While most companies struggle to make sense of artificial intelligence (AI), some have made significant progress. Within retailers and consumer brands, two reasons for this separation are bubbling up to the surface: “explainability” and having the capacity to test many use cases.

Explainability

Retailers and brands should not embark upon the use of AI without first understanding how the insight is generated, what data sources it relies upon and the ethical implications. Why? Those in the business will definitely ask, your customers may ask, and ultimately the entire company could be called to account to explain why a particular action was taken. It could be as seemingly benign as a dynamic price offer for a customer — an action a large retailer recently found was not so benign.

Consumers are becoming increasingly anxious today about their data privacy and how their data is used.
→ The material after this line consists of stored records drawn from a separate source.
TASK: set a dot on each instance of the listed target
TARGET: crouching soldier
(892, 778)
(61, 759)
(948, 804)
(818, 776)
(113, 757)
This is only going to escalate and those prepared to answer for it will be better off. So business, technology and analytics staff need to be educated consumers.

Test and Learn

The ability to test many use cases goes hand-in-hand with explainability. Why? Analytics, like machine learning (behind most AI use cases), are all about continuous improvement. If you can’t understand the most basic factors driving an AI solution, how can you hope to measure and improve? To scale value and reap the most benefits, companies of all sizes need the capacity to evaluate, improve and completely renovate AI use cases.

When you can do this, you support efficient exploration of many use cases that map to your company’s business strategy. Companies can derive greater benefits when AI flows from a use case portfolio as opposed to leaving it to silos to explore point solutions in a disconnected manner.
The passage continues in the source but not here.